Patente da Semaglutida: O Que Isso Significa para o Mercado?
A Anvisa (Agência Nacional de Vigilância Sanitária) deve anunciar, na próxima semana, sua decisão sobre a liberação de versões nacionais do medicamento Ozempic, cujo princípio ativo é a semaglutida. A patente dessa substância, desenvolvida pela farmacêutica dinamarquesa Novo Nordisk, vence no Brasil em 20 de março. A empresa tentou, sem sucesso, prorrogar a exclusividade na Justiça, o que abre caminho para a entrada de novas farmacêuticas no mercado brasileiro.
Com o término da proteção patenteária, outras indústrias poderão produzir e comercializar remédios que contenham semaglutida, desde que cumpram os requisitos regulatórios estabelecidos pela Anvisa.
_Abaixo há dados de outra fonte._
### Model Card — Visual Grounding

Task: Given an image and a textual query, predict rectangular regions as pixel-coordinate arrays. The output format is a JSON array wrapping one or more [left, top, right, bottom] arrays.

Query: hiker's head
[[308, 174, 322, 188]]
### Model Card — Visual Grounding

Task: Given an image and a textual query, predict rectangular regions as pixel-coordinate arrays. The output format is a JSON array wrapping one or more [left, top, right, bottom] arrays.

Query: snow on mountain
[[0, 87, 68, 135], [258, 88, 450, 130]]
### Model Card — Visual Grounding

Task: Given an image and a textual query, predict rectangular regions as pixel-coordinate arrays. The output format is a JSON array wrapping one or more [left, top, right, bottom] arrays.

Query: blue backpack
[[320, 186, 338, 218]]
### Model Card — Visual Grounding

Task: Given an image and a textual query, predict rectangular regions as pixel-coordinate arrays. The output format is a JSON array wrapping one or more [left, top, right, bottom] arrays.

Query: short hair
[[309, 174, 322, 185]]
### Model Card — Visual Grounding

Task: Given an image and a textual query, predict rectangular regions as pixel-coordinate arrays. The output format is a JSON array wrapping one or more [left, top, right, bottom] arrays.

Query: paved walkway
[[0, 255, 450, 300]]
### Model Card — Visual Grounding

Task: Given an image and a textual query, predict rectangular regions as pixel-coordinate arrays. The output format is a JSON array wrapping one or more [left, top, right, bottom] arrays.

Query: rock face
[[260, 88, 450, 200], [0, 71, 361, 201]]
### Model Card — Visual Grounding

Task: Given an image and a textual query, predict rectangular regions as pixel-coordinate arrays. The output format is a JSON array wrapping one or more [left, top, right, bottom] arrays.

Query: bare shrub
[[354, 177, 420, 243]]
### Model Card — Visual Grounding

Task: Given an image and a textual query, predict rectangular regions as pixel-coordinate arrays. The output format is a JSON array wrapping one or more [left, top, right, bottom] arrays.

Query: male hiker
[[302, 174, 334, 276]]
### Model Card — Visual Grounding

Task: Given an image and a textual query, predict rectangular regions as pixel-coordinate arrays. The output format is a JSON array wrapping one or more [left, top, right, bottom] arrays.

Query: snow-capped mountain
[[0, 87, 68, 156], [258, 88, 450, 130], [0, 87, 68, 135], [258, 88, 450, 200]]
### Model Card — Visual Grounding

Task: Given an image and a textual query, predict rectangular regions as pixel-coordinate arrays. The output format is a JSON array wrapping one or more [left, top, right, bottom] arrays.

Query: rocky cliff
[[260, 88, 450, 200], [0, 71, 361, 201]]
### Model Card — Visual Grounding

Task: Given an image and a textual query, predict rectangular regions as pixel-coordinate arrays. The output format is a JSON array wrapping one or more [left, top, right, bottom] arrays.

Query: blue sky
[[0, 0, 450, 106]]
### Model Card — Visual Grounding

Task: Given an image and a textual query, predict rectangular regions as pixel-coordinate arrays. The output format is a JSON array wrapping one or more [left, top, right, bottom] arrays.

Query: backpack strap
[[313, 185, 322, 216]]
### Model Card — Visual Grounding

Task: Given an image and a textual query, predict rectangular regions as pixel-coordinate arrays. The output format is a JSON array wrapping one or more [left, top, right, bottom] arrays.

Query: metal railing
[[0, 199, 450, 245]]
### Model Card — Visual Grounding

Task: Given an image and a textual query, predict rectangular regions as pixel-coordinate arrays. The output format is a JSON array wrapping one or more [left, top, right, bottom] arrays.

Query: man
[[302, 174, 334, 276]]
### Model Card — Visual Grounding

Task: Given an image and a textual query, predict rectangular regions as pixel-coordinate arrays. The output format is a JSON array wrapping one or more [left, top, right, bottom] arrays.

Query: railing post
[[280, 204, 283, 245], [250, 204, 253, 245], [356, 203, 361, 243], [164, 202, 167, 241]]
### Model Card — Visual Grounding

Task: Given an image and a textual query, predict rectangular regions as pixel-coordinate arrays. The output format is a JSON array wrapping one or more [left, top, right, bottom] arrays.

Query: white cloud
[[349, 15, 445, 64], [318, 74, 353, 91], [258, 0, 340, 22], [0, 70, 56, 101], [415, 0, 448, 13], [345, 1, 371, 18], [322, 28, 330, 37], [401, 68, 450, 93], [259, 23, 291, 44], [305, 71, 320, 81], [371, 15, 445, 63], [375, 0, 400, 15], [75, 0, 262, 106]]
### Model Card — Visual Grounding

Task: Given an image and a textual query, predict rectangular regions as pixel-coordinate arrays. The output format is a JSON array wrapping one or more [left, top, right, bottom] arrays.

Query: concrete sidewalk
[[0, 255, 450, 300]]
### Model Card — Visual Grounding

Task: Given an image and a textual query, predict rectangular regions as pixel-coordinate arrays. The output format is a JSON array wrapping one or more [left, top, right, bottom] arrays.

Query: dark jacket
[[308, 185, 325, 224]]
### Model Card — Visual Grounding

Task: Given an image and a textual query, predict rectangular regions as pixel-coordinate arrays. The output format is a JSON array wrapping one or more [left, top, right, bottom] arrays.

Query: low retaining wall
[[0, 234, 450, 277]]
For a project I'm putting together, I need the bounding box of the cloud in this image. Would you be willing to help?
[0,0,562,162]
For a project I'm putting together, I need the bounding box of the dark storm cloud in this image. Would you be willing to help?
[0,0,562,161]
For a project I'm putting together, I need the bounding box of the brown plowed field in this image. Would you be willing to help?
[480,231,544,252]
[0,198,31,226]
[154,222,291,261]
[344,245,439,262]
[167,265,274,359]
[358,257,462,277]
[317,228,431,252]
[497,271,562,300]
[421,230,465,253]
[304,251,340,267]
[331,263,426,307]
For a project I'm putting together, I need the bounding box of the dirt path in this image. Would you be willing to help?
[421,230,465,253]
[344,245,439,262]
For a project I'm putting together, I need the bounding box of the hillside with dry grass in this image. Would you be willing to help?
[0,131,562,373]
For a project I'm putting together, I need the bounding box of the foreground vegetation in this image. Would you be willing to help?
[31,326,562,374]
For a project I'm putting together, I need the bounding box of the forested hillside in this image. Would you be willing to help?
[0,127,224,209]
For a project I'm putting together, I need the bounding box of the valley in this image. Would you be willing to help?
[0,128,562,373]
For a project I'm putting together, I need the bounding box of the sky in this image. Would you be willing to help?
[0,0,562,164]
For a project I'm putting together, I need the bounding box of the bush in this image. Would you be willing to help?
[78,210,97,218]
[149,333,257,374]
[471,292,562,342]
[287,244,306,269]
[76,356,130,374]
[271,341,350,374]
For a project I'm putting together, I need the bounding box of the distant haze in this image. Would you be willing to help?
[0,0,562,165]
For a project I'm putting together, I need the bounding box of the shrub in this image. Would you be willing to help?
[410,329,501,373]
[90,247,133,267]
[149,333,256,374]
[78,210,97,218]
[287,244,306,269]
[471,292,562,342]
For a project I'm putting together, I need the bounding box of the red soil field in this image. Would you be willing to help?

No ano passado, o Ministério da Saúde já havia solicitado que a agência priorizasse a análise de canetas injetáveis nacionais, e os resultados desse processo começarão a ser apresentados em breve.
No entanto, mesmo com a expectativa de novas versões no mercado, não há garantia de que a aprovação será imediata. A Anvisa tem o direito de solicitar informações adicionais das empresas antes de dar o aval final para os novos produtos, o que pode adiar a implementação desses medicamentos.
Expectativas de Mercado e Preços
Especialistas do setor acreditam que a introdução de versões nacionais do Ozempic pode levar a uma redução nos preços dos tratamentos à base de semaglutida, impulsionada pela concorrência aumentada. Contudo, essa diminuição nos custos não deve ser imediata, uma vez que depende do tempo necessário para que as novas fórmulas cheguem às prateleiras.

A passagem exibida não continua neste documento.